Early on 24 August, the YouTube channel of SabLokTantra, run by pro-nation, pro-Hindu video commentator Rachit Kaushik, was banned (deleted for ever) after a gang of communists and jihadis ensured the channel got three strikes. I received a call from another friend Saurabh Pratap Ojha who had earlier offered Rachit his channel Truth and Dare for the time that SabLokTantra stayed suspended. For the ‘crime’ of hosting Rachit, Saurabh’s channel was banned too. While the news of this latest case of censorship, which muzzles the voice of patriotic Indians and motivates anti-India forces, was disconcerting, I quickly regained my composure and seized the occasion to remind Saurabh what I used to tell Facebook users who made very good posts as updates on their respective timelines: One day, all your effort, following, fame, etc will be gone if your business relies on the vicissitudes or whims of another business.
To avoid that, create a medium of your own or, until you put in place your own media and host (server), contribute to those who share your ideology and are already running websites, I’d advise them. We would ultimately need an alternative Google/Apple too because when they cannot control your site, they will try to pull the mobile application (app) down from Play Store and App Store, as they had done with Parler, an initiative by Republicans in the US who had tried to float a substitute for Twitter after being denied their freedom of expression by Jack Dorsey’s company. The woke administration of Google and Apple used the Capitol Hill riot as an excuse to shut up Parler; in India, they would use any communal flare-up as a ruse.

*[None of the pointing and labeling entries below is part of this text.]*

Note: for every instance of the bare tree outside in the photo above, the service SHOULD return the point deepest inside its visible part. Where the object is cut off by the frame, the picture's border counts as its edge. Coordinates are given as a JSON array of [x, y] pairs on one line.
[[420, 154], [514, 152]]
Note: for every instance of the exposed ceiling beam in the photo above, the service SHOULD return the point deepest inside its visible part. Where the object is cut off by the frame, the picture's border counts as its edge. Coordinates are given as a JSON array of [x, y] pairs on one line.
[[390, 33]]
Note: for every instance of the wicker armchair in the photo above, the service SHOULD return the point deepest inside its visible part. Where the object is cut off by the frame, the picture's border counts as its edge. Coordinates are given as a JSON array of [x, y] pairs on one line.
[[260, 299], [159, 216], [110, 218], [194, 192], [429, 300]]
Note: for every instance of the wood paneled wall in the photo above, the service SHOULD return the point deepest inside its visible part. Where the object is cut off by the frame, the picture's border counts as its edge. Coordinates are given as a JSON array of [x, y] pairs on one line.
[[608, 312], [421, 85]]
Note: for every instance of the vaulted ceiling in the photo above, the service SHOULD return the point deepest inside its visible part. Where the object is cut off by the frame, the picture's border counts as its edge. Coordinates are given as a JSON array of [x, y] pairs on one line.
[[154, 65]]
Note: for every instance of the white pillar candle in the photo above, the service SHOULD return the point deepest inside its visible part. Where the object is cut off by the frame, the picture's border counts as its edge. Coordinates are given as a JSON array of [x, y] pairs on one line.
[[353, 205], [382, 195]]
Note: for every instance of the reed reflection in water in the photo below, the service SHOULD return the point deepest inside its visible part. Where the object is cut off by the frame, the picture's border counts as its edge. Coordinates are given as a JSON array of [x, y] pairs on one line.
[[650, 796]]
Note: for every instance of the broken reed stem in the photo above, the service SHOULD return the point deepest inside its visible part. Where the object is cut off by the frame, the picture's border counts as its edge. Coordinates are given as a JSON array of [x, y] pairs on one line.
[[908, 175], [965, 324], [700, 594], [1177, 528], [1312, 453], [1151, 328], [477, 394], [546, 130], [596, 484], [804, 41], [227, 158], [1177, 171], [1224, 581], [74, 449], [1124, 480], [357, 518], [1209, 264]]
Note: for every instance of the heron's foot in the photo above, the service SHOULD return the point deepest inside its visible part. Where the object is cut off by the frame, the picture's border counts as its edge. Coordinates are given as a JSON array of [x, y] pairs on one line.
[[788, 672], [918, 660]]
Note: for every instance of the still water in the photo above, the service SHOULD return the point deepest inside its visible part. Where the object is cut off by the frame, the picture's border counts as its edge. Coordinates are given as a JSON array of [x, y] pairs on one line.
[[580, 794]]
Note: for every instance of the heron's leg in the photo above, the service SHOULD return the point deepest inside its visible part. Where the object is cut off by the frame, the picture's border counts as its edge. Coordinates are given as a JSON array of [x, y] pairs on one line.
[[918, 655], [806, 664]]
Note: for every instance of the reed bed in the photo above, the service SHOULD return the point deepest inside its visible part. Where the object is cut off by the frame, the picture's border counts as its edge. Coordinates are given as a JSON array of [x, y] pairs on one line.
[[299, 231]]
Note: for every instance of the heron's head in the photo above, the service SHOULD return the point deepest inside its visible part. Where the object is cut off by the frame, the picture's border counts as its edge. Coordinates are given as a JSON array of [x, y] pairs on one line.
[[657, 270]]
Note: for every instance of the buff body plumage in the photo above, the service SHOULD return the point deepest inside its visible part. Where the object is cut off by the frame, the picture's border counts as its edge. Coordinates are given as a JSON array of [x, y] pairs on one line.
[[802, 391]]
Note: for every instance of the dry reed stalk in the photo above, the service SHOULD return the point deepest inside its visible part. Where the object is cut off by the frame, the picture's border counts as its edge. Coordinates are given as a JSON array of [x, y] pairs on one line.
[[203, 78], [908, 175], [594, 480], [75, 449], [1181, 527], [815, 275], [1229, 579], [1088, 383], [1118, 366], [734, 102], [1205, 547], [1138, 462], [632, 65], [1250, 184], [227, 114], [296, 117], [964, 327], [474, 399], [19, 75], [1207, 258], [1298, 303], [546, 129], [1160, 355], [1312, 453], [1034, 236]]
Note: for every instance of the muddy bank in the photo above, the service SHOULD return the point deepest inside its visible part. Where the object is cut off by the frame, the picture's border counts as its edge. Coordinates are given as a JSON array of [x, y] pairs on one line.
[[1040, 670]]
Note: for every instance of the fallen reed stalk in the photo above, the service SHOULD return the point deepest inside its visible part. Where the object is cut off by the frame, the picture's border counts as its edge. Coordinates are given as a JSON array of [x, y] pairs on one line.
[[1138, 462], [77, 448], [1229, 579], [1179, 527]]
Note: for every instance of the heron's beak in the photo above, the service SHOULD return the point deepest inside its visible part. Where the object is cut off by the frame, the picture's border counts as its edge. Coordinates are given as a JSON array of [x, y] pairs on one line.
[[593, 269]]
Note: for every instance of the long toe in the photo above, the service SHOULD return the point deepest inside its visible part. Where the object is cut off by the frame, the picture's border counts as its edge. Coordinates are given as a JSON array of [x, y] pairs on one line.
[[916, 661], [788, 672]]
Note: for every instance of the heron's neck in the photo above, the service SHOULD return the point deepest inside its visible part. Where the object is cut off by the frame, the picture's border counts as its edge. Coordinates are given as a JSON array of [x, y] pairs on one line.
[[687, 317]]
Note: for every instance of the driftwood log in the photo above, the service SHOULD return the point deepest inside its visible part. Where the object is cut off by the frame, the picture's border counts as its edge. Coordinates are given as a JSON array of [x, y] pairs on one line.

It is important to mention here why such censorship is wrong. In a properly functioning state, the agency that has the responsibility of booking and arresting people for what they perceive as a violation of some law of the land is the police. Thereafter, a court decides whether the accused has been rightly or wrongly framed. A user or consumer, for example, a phone or broadband user, may misuse the service — say, by making a threat call to somebody — and, yet, the service provider, be it Airtel, Jio or Vodafone-Idea, cannot take action against the guilty unless instructed by the law-enforcement agency. By letting Twitter, Facebook or Google (YouTube’s owner) tell right from wrong on the basis of its so-called community standards rather than the law of the land, the administration is allowing these companies to run a parallel government in the country. The question is not whether a big shot like then-US President Donald Trump was telling the truth or was lying through his tweets. The question is whether Twitter, Facebook and YouTube should have had the authority to ban him. The same principle must apply to satirist Rachit Kaushik. And, therefore, let us not get into the argument over the content that these platforms found objectionable.
Unable to get this straight, the government came up with some IT rules, reading which one wonders what they were trying to achieve by insisting that these American companies must appoint an Indian grievance redress officer each. The drafting of the rules reeks of terrible bureaucratic intervention. While a new government is supposed to implement its agenda with the help of bureaucrats, for the past seven years, the nation has witnessed how the babudom dictates how Modi’s laws must read like.
The issue is whether companies that have been given the status of intermediaries should have a right to censorship. The Government of India should have said “No”. Plain and simple. What’s this grievance officer baloney?
The reason the government cannot do this is that the dispensation itself asks these companies time and again to pull down someone’s Facebook post, tweet or YouTube video. You cannot have it both ways. Either you are for censorship or you are against it.
Unfortunately, people on our side do not realise the virtues of a free market. If the concept of freedom is applied absolutely, issues such as the one Rachit is facing can be dealt with too. It’s not a demand for utopia. Some countries have demonstrated it can be done. Charlie Hebdo is still thriving in France.